Wednesday, October 12, 2011

Communicating Gestures

When I started working on gesture-driven systems, I made do with some terrible symbols and descriptions. Eventually, I evolved a few existing ones, made hands that made me happier, and codified some symbology (the circles for tap vs. hold, arrows) to be a system. And I have been happy with it, using it on dozens of projects. Until yesterday, when France Rupert made me aware of this new, quite well-conceived system that P.J. Onori developed. I'll let him explain in detail but basically, he approached it from an iconic communications point of view. To this end, it reminds me more of why I wanted gesture icons. For the way that I have always used keypresses or direction keys (along with focus areas) to communicate the reason for a state or screen change. If there's anything missing from analysis of gestures, or development of icons to communicate them, it's a visible awareness that this is an evolution of interaction, and it's always happened. When I first drew my gestures, I first went to very old drawings I had used to describe how people open boxes, turn pages, cut things, or pick up phones. Which I used long before there were touchscreen handsets. I am also excited by this sort of work because it means there's a lot of people using diagrams to design and communicate mobile interaction. I feel there's far too much talk about prototyping, even though there's lots of (justified) need to make specifications still. I feel the focus on prototyping sets aside centuries of designing by drawing as I sometimes call it. P.J.'s discussion, and some responses, also made me aware there are several other gesture libraries I didn't know about, so I finally added a whole section to the Drawing Tools & Templates section of the wiki for the Designing Mobile Interfaces book. If you don't want to go there, here they all are, gathered up:
  • Gesture Icon System by P.J. Onori (someRandomDude), currently a prototype, but eventually vector art in all the likely platforms.

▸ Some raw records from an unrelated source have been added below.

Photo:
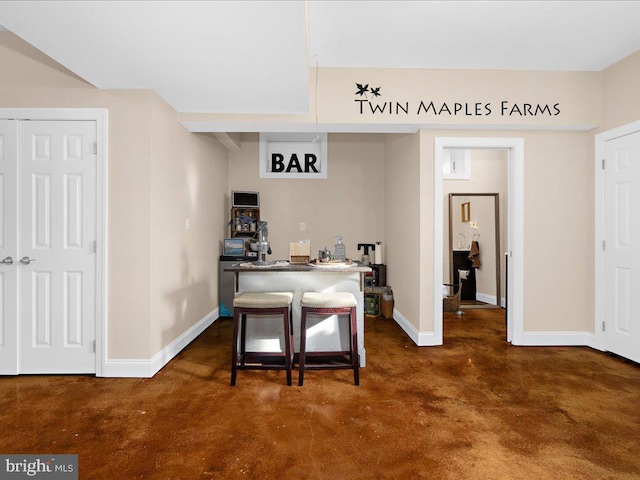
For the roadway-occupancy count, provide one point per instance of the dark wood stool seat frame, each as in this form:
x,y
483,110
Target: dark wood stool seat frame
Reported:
x,y
244,360
352,353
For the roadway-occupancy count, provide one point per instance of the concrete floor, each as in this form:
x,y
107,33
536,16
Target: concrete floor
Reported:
x,y
475,408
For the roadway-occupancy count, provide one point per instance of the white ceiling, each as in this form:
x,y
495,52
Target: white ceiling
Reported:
x,y
253,56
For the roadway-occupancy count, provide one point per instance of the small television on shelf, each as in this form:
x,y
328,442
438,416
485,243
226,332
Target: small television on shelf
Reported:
x,y
245,199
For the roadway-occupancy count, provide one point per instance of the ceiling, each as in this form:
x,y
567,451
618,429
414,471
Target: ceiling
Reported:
x,y
254,56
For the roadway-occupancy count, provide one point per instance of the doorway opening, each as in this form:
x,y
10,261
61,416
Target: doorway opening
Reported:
x,y
513,246
473,240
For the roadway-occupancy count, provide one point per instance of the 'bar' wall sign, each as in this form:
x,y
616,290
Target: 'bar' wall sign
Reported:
x,y
293,155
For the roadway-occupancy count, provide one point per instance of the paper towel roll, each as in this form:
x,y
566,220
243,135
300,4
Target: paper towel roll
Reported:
x,y
377,257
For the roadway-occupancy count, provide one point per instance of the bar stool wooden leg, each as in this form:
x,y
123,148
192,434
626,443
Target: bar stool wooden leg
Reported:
x,y
355,356
234,347
303,346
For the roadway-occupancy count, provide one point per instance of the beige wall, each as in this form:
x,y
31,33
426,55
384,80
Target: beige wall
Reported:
x,y
188,183
402,233
620,93
350,202
154,165
576,93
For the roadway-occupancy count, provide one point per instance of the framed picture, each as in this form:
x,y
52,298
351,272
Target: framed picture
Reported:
x,y
465,212
233,246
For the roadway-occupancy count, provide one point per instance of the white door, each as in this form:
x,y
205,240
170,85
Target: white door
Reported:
x,y
8,248
48,228
622,241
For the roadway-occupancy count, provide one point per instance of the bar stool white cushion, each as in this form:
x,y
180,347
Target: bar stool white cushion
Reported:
x,y
263,300
328,300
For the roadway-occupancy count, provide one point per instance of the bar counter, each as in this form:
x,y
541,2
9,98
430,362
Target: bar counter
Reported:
x,y
323,333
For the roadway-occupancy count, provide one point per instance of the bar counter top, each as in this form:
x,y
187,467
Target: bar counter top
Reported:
x,y
285,266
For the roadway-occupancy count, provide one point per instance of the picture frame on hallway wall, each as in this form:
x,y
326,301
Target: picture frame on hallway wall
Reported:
x,y
465,211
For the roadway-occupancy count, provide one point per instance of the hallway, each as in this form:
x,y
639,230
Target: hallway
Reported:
x,y
474,408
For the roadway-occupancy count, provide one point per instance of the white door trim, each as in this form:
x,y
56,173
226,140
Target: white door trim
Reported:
x,y
101,117
599,287
515,229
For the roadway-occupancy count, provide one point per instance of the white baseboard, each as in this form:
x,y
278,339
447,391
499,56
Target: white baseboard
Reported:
x,y
147,368
421,339
557,339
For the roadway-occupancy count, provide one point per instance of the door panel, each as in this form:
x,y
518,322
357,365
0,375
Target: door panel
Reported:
x,y
622,256
57,230
8,248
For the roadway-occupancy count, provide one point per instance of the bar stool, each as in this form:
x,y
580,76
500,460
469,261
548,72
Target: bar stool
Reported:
x,y
336,303
261,304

  • Gesture Icons by Ryan Lee, paid download, for multiple platforms. Includes some kinesthetic gestures. (PDF, Illustrator, EPS)
  • Touch Gesture Reference Guide by Luke Wroblewski. Set of stencils and other supporting documentation for understanding gesture. (PDF, EPS, OmniGraffle, Visio)
  • Open Source Gesture Library by GestureWorks. Usable icons plus posters and other documentation. (PNG, PDF, EPS plus Gesture Font Family in TTF/OTF)
  • GestureIcon Touch Pack by Ron George. Very abstracted icon set. (EPS, PNG, Illustrator)
  • Touchscreen Stencils distributed by Kicker Studio, drawn by Rachel Glaves for Dan Saffer's book ''Designing Gestural Interfaces''. (OmniGraffle, Illustrator, Photoshop, Visio, Fireworks, Axure).
  • Touch Notation by Matt Legend Gemmell, another very abstracted system. (Photoshop, Illustrator, OmniGraffle)
  • Mobile Design Templates by Steven Hoober, a few pages of this large library include gesture icons, on-screen and kinesthetic. Used in the book ''Designing Mobile Interfaces'' (PDF, InDesign is in section above).
If this isn't enough, I also have never been totally happy with voice or haptic input and output iconography. This is the sort of thing I have done, but it's not perfect either. Now try showing orientation changes, or proximity to an RFID reader (or another device), or the type of haptic response. We can specify all this, but there's a lot to be said for innately understandable graphic libraries. As much as it disrupts my life, I look forward to more, and better solutions.